De métaphores en métaphores
Ce récit n’est certainement pas à prendre au premier degré. Sinon, il se résumerait dans l’écriture d’un conte fantastique sans amarres. Mais si nous lui donnons des prolongements métaphoriques, alors il foisonne d’une multitude de signifiants et le sens se fait plus profond et bien ancré dans notre réalité.

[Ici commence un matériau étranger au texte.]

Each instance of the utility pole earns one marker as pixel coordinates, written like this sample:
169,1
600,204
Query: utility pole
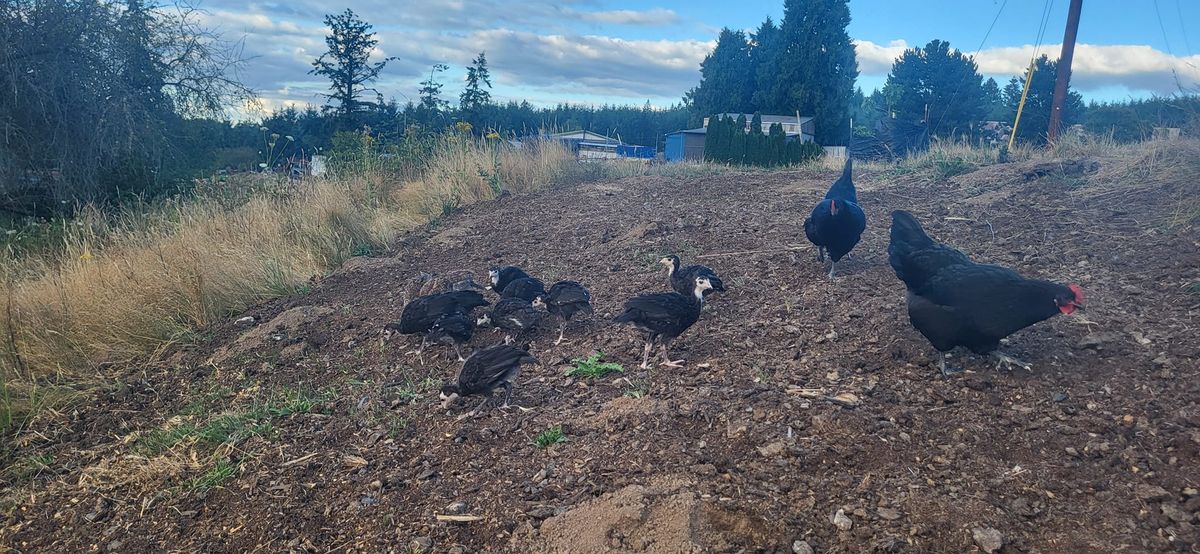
1063,78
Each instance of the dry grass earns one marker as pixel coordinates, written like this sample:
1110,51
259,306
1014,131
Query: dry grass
123,288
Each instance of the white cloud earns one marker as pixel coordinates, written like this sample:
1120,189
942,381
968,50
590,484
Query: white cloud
657,17
875,59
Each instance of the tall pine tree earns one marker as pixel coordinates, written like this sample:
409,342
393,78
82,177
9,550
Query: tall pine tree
725,82
475,95
814,67
940,83
347,62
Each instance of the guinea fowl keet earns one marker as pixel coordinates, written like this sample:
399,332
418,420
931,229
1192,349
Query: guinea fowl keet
664,317
526,288
564,300
455,329
486,371
837,223
683,279
513,315
957,302
420,315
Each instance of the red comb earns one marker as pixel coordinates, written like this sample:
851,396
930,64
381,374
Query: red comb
1079,293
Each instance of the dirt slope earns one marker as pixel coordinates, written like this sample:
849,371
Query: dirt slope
1095,451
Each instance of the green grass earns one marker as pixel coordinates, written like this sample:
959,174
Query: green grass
27,468
221,470
232,427
592,367
550,437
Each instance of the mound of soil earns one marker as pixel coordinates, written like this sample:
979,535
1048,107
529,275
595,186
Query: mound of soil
809,414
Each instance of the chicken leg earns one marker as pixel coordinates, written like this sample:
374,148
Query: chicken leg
948,371
666,357
1009,361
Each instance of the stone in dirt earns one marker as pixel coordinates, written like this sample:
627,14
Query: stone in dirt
841,521
802,547
988,539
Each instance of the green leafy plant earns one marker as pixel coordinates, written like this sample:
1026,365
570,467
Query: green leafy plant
592,367
550,437
214,476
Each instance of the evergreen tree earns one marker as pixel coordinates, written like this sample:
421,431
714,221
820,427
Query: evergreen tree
937,85
814,67
431,106
765,42
993,101
724,82
475,95
347,62
1036,116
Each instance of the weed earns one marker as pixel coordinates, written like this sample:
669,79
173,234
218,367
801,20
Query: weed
592,367
550,437
221,470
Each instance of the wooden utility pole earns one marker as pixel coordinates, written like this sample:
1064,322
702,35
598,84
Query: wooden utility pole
1063,78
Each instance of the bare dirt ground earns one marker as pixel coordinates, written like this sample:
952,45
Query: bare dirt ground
742,450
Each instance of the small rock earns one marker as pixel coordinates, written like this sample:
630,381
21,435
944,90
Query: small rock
1151,493
772,450
841,521
988,539
802,547
888,513
421,545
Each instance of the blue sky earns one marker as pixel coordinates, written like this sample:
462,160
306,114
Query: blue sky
625,52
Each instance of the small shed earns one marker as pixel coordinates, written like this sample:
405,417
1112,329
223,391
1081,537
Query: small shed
687,145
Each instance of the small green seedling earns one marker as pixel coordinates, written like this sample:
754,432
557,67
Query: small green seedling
592,367
550,437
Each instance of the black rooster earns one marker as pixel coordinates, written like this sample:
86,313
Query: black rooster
957,302
837,222
486,371
664,317
683,279
564,300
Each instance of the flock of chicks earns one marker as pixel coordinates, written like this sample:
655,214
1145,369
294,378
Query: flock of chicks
952,300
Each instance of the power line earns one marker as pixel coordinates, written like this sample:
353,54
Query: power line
978,49
1183,28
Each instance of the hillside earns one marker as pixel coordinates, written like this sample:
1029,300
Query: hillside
310,431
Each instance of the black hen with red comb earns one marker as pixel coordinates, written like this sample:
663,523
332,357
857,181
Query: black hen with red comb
837,222
957,302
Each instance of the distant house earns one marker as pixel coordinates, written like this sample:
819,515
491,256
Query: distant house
689,144
588,145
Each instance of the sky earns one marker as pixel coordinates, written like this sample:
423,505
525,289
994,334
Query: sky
622,52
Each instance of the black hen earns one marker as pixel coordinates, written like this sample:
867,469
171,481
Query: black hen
957,302
514,315
455,329
564,300
683,279
837,222
664,317
526,288
503,276
424,312
486,371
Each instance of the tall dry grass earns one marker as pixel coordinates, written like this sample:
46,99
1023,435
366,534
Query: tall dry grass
125,287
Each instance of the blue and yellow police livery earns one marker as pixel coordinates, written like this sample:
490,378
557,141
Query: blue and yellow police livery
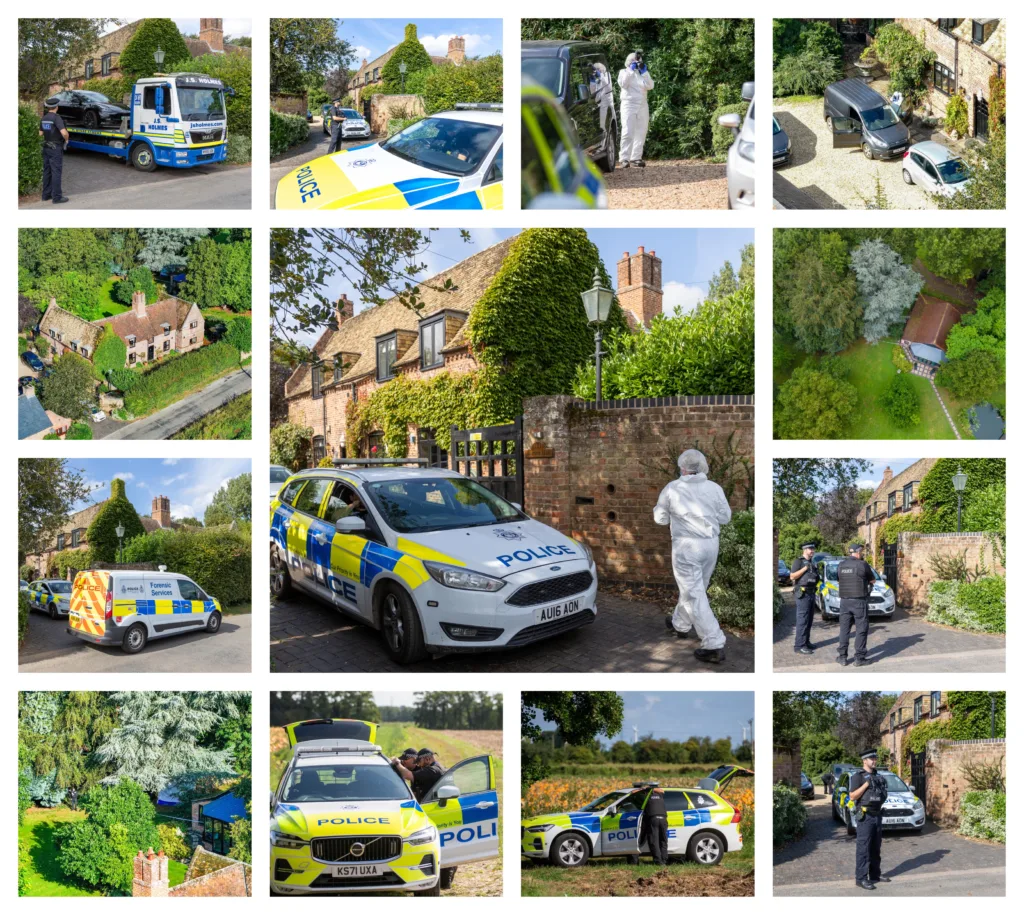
450,161
701,825
430,558
342,820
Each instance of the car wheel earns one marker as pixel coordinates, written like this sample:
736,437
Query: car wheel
569,850
400,626
134,640
706,847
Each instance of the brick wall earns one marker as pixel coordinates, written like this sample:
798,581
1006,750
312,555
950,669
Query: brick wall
945,782
914,555
595,471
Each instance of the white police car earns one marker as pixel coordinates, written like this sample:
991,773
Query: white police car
448,161
430,558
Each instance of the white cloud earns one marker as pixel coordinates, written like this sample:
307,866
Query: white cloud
681,294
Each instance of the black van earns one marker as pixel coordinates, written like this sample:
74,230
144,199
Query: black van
577,74
858,116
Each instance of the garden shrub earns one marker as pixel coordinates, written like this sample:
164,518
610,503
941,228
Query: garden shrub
788,814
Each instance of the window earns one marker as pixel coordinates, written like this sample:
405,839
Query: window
944,79
387,353
431,343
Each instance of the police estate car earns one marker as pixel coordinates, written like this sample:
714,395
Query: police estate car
430,558
342,820
701,825
881,602
449,161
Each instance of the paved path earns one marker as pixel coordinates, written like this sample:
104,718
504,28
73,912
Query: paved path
166,422
49,648
936,862
905,643
628,637
93,181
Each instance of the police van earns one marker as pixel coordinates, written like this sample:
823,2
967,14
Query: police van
431,559
342,820
701,825
129,608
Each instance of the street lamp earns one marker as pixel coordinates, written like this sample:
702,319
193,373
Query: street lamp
597,302
960,484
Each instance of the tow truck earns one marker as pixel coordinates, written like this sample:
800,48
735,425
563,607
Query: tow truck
177,120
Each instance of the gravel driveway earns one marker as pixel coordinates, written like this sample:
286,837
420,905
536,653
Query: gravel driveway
839,179
669,184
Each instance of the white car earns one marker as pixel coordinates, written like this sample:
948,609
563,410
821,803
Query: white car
448,161
935,169
432,559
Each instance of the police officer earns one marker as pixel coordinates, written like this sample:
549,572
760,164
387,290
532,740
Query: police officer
337,116
655,826
855,581
54,134
805,578
867,793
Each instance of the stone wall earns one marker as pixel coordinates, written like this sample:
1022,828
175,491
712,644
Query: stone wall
595,471
915,552
945,782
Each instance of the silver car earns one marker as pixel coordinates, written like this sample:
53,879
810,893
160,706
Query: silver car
935,169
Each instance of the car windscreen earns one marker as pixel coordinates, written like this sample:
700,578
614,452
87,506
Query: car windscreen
326,782
442,504
201,104
879,119
548,72
444,144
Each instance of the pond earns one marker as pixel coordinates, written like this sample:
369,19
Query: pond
985,421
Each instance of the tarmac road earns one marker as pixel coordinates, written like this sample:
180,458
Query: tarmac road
49,648
935,862
93,181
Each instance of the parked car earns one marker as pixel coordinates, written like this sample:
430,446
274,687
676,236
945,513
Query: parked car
857,116
936,169
739,164
577,74
780,144
79,106
902,810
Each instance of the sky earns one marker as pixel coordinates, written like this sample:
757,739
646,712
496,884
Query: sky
371,38
189,483
689,258
679,715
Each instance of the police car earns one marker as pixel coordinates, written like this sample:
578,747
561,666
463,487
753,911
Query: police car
701,825
881,602
449,161
902,809
51,596
342,820
430,558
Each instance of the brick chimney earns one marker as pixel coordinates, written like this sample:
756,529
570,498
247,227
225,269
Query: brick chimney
162,511
457,49
151,874
212,32
640,286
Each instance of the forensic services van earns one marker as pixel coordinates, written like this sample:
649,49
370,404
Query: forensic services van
430,558
701,825
342,820
129,608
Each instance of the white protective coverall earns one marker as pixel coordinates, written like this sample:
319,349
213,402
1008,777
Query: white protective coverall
635,116
696,509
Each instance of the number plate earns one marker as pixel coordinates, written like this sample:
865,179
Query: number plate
557,611
356,870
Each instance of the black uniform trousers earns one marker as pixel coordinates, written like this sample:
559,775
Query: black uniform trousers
853,611
805,616
52,168
656,833
869,847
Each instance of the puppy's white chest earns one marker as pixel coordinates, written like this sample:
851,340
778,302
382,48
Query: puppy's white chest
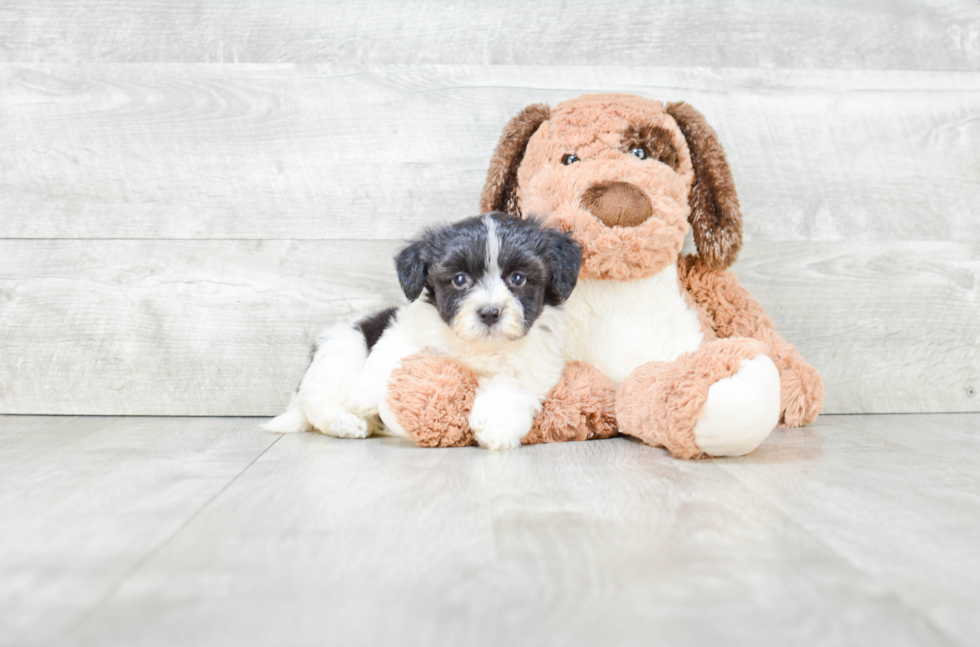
619,325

Le premier sens est celui des effets dévastateurs de la consommation des uns sur la vie et la société des autres. En premier lieu, celui des catastrophes écologiques initiées par cette consommation désordonnée et la prévision de l’immersion de zones d’habitation fragilisées par la montée des eaux. En second lieu, celui de l’exploitation des populations obligées de fuir ces catastrophes par ceux demeurés à l’abri. Se dégage aussi un pessimisme devant le sort réservé aux populations vieillissantes parquées dans des mouroirs.
Toutefois, c’est par un effort d’imagination du lecteur que ces sens émergent du récit, lequel est bref et incisif, laissant peu de place à ce genre de transfert. L’auteure nous prouve donc qu’elle a beaucoup de choses à dire, mais ce n’est pas avec ce premier roman que nous pouvons vraiment en faire le tour.